As we continue to plan swales, ponds, harvesting water and defining lists of plants and resources to create a regenerative ecosystem, it is energizing and confidence boosting to just go outside and grab a bit of basil to season lunch.

Obtaining a yield

One of the first things you learn about Permaculture is its 12 principles, a set of guiding lights through this way of living.

Principle number 3 is "Obtain a Yield". It is quite powerful and active. It drives you into action with a purpose: to get something out of your efforts that clearly addresses your needs.

As we were getting started, I didn't hope for anything specific yield. Getting information and creating some knowledge would already be a fantastic outcome. Still, we wanted to make sure we would not lose motivation because the initial work can be very overwhelming. It takes time, energy and thoughtful planning before there is anything to see - such as a plan, or a goal statement. And even more, to reach a point where you feel like you are actually "doing" anything.

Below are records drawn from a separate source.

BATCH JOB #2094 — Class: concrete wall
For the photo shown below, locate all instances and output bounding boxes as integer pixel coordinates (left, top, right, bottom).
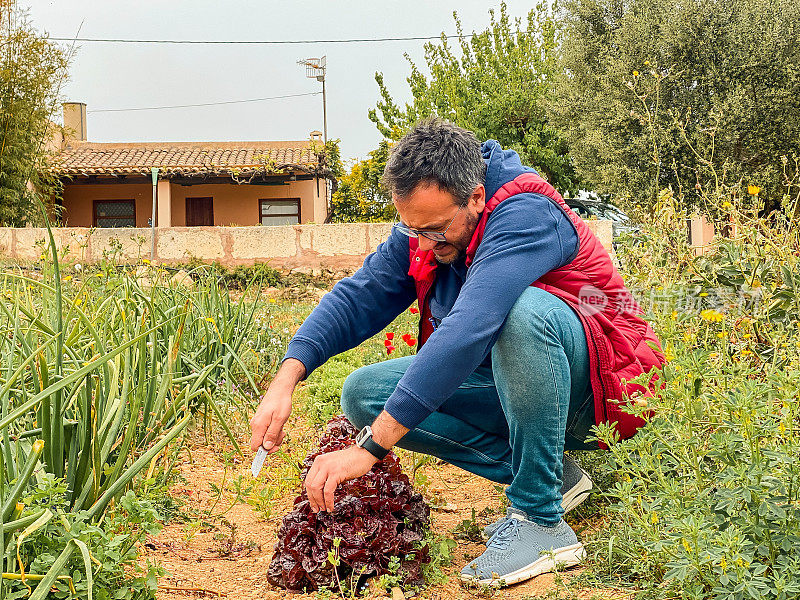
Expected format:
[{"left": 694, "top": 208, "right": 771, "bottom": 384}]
[
  {"left": 0, "top": 220, "right": 613, "bottom": 270},
  {"left": 59, "top": 178, "right": 326, "bottom": 228}
]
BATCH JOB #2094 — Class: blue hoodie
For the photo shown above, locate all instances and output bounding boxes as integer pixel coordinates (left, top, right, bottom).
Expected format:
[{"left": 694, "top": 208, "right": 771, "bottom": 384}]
[{"left": 284, "top": 141, "right": 579, "bottom": 429}]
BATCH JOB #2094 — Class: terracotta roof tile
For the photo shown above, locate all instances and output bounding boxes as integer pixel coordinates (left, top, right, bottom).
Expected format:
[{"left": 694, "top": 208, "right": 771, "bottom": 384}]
[{"left": 51, "top": 141, "right": 318, "bottom": 177}]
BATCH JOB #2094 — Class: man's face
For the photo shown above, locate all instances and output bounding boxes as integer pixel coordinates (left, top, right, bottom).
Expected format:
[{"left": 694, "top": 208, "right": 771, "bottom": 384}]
[{"left": 393, "top": 181, "right": 486, "bottom": 264}]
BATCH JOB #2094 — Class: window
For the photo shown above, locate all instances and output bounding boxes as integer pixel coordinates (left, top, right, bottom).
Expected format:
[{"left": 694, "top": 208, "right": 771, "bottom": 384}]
[
  {"left": 94, "top": 200, "right": 135, "bottom": 227},
  {"left": 260, "top": 199, "right": 300, "bottom": 225}
]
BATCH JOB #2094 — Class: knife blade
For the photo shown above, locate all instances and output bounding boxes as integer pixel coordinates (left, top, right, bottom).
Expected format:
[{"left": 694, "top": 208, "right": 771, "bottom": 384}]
[{"left": 251, "top": 446, "right": 268, "bottom": 477}]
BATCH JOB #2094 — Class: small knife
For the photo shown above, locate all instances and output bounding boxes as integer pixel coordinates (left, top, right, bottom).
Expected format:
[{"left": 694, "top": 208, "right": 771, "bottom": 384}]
[{"left": 251, "top": 446, "right": 268, "bottom": 477}]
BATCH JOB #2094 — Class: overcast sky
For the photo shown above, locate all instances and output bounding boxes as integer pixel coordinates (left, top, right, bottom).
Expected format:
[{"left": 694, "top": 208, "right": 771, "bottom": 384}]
[{"left": 28, "top": 1, "right": 534, "bottom": 163}]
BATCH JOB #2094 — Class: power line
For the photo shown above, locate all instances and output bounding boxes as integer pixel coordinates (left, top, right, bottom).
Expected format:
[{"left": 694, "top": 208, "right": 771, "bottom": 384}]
[
  {"left": 46, "top": 33, "right": 481, "bottom": 45},
  {"left": 88, "top": 91, "right": 321, "bottom": 113}
]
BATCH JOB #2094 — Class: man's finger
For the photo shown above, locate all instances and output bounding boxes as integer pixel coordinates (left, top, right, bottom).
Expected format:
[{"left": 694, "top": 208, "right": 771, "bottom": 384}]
[
  {"left": 304, "top": 463, "right": 321, "bottom": 512},
  {"left": 267, "top": 429, "right": 285, "bottom": 455},
  {"left": 249, "top": 404, "right": 273, "bottom": 452},
  {"left": 261, "top": 410, "right": 289, "bottom": 451},
  {"left": 308, "top": 462, "right": 331, "bottom": 513},
  {"left": 307, "top": 476, "right": 323, "bottom": 513},
  {"left": 323, "top": 477, "right": 338, "bottom": 513}
]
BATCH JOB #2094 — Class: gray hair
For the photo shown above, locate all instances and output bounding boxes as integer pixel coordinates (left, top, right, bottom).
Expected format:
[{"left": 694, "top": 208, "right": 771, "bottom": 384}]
[{"left": 382, "top": 118, "right": 486, "bottom": 205}]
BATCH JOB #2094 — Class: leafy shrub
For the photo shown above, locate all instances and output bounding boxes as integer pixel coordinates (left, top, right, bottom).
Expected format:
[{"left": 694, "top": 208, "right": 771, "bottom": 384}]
[
  {"left": 268, "top": 416, "right": 431, "bottom": 592},
  {"left": 7, "top": 485, "right": 163, "bottom": 600}
]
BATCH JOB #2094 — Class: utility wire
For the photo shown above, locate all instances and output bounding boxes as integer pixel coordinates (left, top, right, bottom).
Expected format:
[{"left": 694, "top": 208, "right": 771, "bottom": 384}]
[
  {"left": 46, "top": 32, "right": 486, "bottom": 45},
  {"left": 88, "top": 91, "right": 321, "bottom": 113}
]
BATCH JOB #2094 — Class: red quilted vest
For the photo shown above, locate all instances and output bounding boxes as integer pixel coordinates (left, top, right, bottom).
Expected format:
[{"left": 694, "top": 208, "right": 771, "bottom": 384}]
[{"left": 407, "top": 172, "right": 665, "bottom": 441}]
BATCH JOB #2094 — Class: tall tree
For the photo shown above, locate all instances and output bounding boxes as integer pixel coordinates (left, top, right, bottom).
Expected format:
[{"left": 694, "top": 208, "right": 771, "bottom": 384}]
[
  {"left": 369, "top": 2, "right": 579, "bottom": 193},
  {"left": 554, "top": 0, "right": 800, "bottom": 212},
  {"left": 0, "top": 0, "right": 69, "bottom": 225}
]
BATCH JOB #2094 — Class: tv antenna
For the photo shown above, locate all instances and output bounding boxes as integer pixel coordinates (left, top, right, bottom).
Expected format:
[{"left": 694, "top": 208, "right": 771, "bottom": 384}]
[{"left": 297, "top": 56, "right": 327, "bottom": 144}]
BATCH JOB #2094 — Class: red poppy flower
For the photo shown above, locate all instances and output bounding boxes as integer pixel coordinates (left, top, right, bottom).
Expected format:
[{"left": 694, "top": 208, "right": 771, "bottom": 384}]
[
  {"left": 409, "top": 307, "right": 419, "bottom": 314},
  {"left": 405, "top": 337, "right": 417, "bottom": 347},
  {"left": 386, "top": 345, "right": 395, "bottom": 355},
  {"left": 383, "top": 339, "right": 393, "bottom": 347},
  {"left": 385, "top": 332, "right": 394, "bottom": 340},
  {"left": 401, "top": 333, "right": 411, "bottom": 344}
]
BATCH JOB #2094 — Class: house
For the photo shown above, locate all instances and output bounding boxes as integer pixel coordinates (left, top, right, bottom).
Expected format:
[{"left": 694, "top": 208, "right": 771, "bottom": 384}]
[{"left": 49, "top": 103, "right": 332, "bottom": 227}]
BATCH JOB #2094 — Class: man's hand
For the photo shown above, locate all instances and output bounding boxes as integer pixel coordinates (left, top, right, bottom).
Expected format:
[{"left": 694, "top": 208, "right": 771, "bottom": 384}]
[
  {"left": 249, "top": 358, "right": 306, "bottom": 454},
  {"left": 304, "top": 446, "right": 378, "bottom": 513}
]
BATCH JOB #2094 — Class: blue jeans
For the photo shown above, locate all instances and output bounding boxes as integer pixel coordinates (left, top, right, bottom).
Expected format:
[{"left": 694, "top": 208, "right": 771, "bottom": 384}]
[{"left": 340, "top": 287, "right": 597, "bottom": 526}]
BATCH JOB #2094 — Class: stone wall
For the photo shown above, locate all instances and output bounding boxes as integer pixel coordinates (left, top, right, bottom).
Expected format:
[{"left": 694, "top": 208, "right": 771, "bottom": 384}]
[{"left": 0, "top": 221, "right": 613, "bottom": 270}]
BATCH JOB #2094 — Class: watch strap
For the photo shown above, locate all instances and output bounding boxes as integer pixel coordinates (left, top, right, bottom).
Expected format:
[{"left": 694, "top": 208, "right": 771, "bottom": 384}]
[{"left": 359, "top": 434, "right": 389, "bottom": 460}]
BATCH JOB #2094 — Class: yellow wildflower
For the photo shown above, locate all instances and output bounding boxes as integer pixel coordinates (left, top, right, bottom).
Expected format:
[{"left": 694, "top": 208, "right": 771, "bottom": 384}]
[
  {"left": 682, "top": 539, "right": 691, "bottom": 552},
  {"left": 699, "top": 292, "right": 708, "bottom": 297},
  {"left": 671, "top": 310, "right": 678, "bottom": 320},
  {"left": 709, "top": 352, "right": 719, "bottom": 359},
  {"left": 740, "top": 349, "right": 753, "bottom": 356},
  {"left": 743, "top": 333, "right": 752, "bottom": 339},
  {"left": 779, "top": 422, "right": 786, "bottom": 434},
  {"left": 747, "top": 185, "right": 761, "bottom": 196},
  {"left": 722, "top": 201, "right": 732, "bottom": 209},
  {"left": 205, "top": 317, "right": 215, "bottom": 323},
  {"left": 650, "top": 513, "right": 659, "bottom": 524},
  {"left": 269, "top": 298, "right": 277, "bottom": 303},
  {"left": 74, "top": 297, "right": 83, "bottom": 306},
  {"left": 700, "top": 309, "right": 724, "bottom": 322},
  {"left": 142, "top": 258, "right": 151, "bottom": 265},
  {"left": 716, "top": 332, "right": 725, "bottom": 339},
  {"left": 720, "top": 557, "right": 727, "bottom": 572},
  {"left": 633, "top": 70, "right": 640, "bottom": 76},
  {"left": 63, "top": 275, "right": 73, "bottom": 282}
]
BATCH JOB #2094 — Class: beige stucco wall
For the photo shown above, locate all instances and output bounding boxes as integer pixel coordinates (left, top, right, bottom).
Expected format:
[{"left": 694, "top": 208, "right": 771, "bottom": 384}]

We were getting a little anxious. I was worried about getting stuck into data overload paralysis and needed something to keep my hands, not just my eyes, occupied. And so we started a little vegetable garden. Regardless of what we wanted to do in the great scheme of things, it was clear that we wanted to grow some healthy foods close to home. So, one day, we just decided to start removing all those thousands, and thousands, of stones that were covering the soil and to turn it into a patch we could plant on.

Four gravel areas, separated by a stone footpath. Initially meant as a decorative stone garden, protected by a plastic liner underneath to prevent any plants from growing. It worked. 
The work begins, in early February. It would take weeks to remove all the stones from just one of the four sections, despite the ongoing effort of the whole family.
As if the stones weren't enough, there was a plastic liner underneath, living the soil completely compacted and choked. 

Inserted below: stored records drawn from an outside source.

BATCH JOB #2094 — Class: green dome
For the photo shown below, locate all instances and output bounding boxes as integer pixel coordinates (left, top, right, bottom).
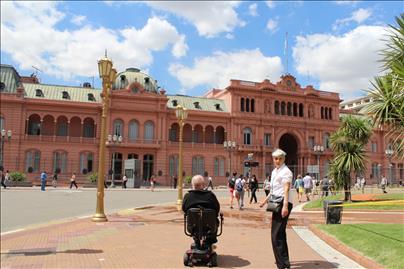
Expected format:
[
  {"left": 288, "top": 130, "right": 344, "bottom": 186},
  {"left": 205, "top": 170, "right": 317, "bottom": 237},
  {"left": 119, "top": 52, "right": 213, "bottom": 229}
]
[{"left": 113, "top": 68, "right": 158, "bottom": 93}]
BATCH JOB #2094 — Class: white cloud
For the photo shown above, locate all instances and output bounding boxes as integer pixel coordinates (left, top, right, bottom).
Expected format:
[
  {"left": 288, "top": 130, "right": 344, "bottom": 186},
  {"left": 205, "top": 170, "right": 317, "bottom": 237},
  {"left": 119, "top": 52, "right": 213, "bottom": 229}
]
[
  {"left": 293, "top": 25, "right": 386, "bottom": 99},
  {"left": 333, "top": 8, "right": 372, "bottom": 30},
  {"left": 266, "top": 19, "right": 278, "bottom": 33},
  {"left": 146, "top": 1, "right": 244, "bottom": 38},
  {"left": 266, "top": 1, "right": 275, "bottom": 9},
  {"left": 71, "top": 15, "right": 86, "bottom": 26},
  {"left": 226, "top": 33, "right": 235, "bottom": 39},
  {"left": 335, "top": 1, "right": 359, "bottom": 5},
  {"left": 1, "top": 2, "right": 188, "bottom": 80},
  {"left": 169, "top": 49, "right": 283, "bottom": 90},
  {"left": 248, "top": 3, "right": 258, "bottom": 17}
]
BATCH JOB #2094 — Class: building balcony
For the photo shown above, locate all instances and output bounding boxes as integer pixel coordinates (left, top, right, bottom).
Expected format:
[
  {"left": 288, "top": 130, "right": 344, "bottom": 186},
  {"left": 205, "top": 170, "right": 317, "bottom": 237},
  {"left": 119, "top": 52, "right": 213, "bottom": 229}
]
[
  {"left": 25, "top": 135, "right": 97, "bottom": 144},
  {"left": 121, "top": 138, "right": 161, "bottom": 149},
  {"left": 167, "top": 141, "right": 223, "bottom": 150},
  {"left": 238, "top": 144, "right": 262, "bottom": 152}
]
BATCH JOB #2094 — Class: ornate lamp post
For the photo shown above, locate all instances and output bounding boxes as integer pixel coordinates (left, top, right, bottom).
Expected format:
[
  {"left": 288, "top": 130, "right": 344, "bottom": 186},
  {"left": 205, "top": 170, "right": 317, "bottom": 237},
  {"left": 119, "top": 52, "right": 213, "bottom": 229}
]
[
  {"left": 313, "top": 145, "right": 324, "bottom": 180},
  {"left": 385, "top": 148, "right": 394, "bottom": 185},
  {"left": 107, "top": 134, "right": 123, "bottom": 188},
  {"left": 223, "top": 140, "right": 236, "bottom": 176},
  {"left": 0, "top": 129, "right": 12, "bottom": 170},
  {"left": 92, "top": 55, "right": 117, "bottom": 222},
  {"left": 175, "top": 105, "right": 188, "bottom": 209}
]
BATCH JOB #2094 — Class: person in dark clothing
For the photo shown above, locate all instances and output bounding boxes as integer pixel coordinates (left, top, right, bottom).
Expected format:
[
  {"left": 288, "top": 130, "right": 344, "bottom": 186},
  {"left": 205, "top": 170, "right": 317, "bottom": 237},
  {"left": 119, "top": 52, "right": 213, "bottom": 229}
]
[
  {"left": 249, "top": 174, "right": 259, "bottom": 204},
  {"left": 1, "top": 170, "right": 6, "bottom": 189},
  {"left": 182, "top": 175, "right": 220, "bottom": 245},
  {"left": 173, "top": 175, "right": 178, "bottom": 189}
]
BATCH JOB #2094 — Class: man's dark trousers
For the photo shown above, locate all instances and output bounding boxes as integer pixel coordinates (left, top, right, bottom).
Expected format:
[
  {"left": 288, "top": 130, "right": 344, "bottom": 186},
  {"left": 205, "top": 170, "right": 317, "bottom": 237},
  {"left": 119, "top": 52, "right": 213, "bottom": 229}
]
[{"left": 271, "top": 202, "right": 293, "bottom": 269}]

Eventually, we made it. We could now work on making some compost for the soil and line up all the seedlings and seeds we had prepared.

We set up the garden beds, with pine bark for the footpath and using some bigger stones to create the outline of the beds. It was beautiful, and it filled us with a sense of purpose and accomplishment.

We had made it happen, and we were already learning a lot. One thing was clear: it took much longer than we expected, especially to remove the stones. For some projects around the bigger area,  particularly where timing is important, we will need help from others. This is not an issue in itself, as we want to start creating a community as well, but a clear realization.

I am, however, very proud that we did this together, as a family, and that we enjoyed the process. Because this was one of our first projects here, it was a way of also processing something very fundamental: we were starting a whole new way of life.

Resting together. Romance 2.0: Offering vegetable seeds instead of flower bouquets.

The goal for this endeavour was to get started, get our hands dirty and learn a lot. Fast-forward a few months and the mission has been thoroughly accomplished.

Bonus points: we are actually eating super delicious, healthy and nutritious food.

Different salad, onions, beets, courgettes, pumpkins and different herbs have already ended up in our plates. It is extremely rewarding to see these foods coming to live. It is quite incredible to remember that, where there were stones, there are now more animals than we can imagine, nurturing and feeding off of these plants. They are providing to the soil, to other animals and to this family.

There is a lot to learn. But we made it, without using any nasty stuff. Now we have a much more grounded ambition - and yet with higher goals - to what we want to achieve and offer to this plot.

As we continue to plan swales, ponds, harvesting water and defining lists of plants and resources to create a regenerative ecosystem, it is energizing and confidence boosting to just go outside and grab a bit of basil to season lunch.

Bon appetit!

Harvesting smiles. Who knew kids could love beets so much?